On Fri, Dec 18, 2020 at 5:10 PM Steven Rostedt <rostedt@goodmis.org> wrote:
>
> On Thu, 17 Dec 2020 11:03:20 +0100
> Daniel Vetter <daniel.vetter@ffwll.ch> wrote:
>
> > I think we're tripping over the might_sleep() all the mutexes have,
> > and that's not as good as yours, but good enough to catch a missing
> > rcu_read_unlock(). That's kinda why I'm baffled, since like almost
> > every 2nd function in the backtrace grabbed a mutex and it was all
> > fine until the very last.
> >
> > I think it would be really nice if the rcu checks could retain (in
> > debugging only) the backtrace of the outermost rcu_read_lock, so we
> > could print that when something goes wrong in cases where it's leaked.

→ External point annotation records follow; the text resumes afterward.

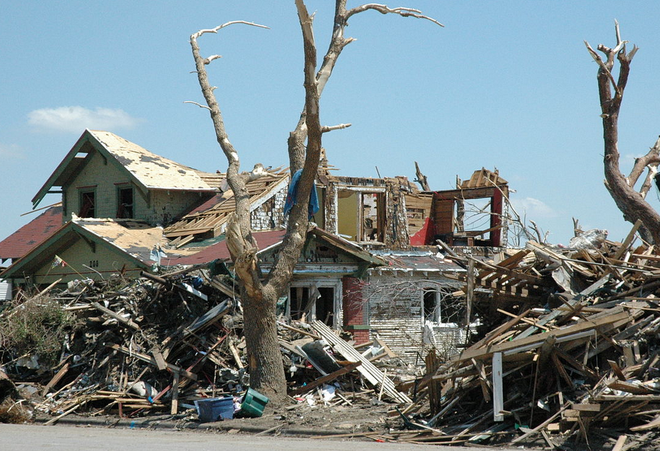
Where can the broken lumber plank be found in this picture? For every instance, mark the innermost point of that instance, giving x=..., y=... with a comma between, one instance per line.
x=151, y=360
x=56, y=378
x=541, y=426
x=367, y=369
x=628, y=240
x=534, y=341
x=650, y=425
x=110, y=313
x=578, y=299
x=621, y=441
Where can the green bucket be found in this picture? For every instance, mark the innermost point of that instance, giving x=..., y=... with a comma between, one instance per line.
x=253, y=403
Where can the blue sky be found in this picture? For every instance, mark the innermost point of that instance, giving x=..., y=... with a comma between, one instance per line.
x=506, y=85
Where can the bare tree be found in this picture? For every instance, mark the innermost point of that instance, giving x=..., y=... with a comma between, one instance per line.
x=260, y=293
x=631, y=202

> > For normal locks lockdep does that already (well not full backtrace I
> > think, just the function that acquired the lock, but that's often
> > enough). I guess that doesn't exist yet?
> >
> > Also yes without reproducer this is kinda tough nut to crack.
>
> I'm looking at drm_client_modeset_commit_atomic(), where it triggered after
> the "retry:" label, which to get to, does a bit of goto spaghetti, with
> a -EDEADLK detected and a goto backoff, which calls goto retry, and then
> the next mutex taken is the one that triggers the bug.

This is standard drm locking spaghetti using ww_mutexes. Enable
CONFIG_DEBUG_WW_MUTEX_SLOWPATH and you'll hit this all the time, in
all kinds of situations. We're using this all the time because it's
way too easy to to get the error cases wrong.

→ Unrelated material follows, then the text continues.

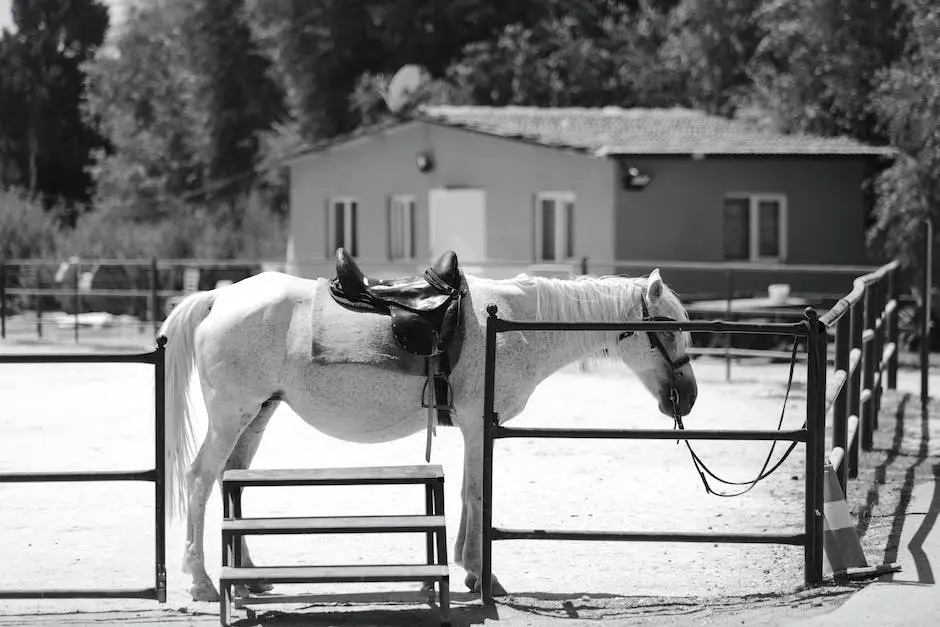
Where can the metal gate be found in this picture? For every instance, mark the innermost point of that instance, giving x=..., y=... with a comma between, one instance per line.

> As this is hard to reproduce, but reproducible by a fuzzer, I'm guessing
> there's some error return path somewhere in there that doesn't release an
> rcu_read_lock().

We're maybe a bit too happy to use funny locking schemes like
ww_mutex, but at least to my knowledge there's no rcu anywhere near
these. Or preempt disable fwiw (which I think the consensus is the
more likely culprit). So I have no idea how this leaks.
-Daniel
-- 
Daniel Vetter
Software Engineer, Intel Corporation
http://blog.ffwll.ch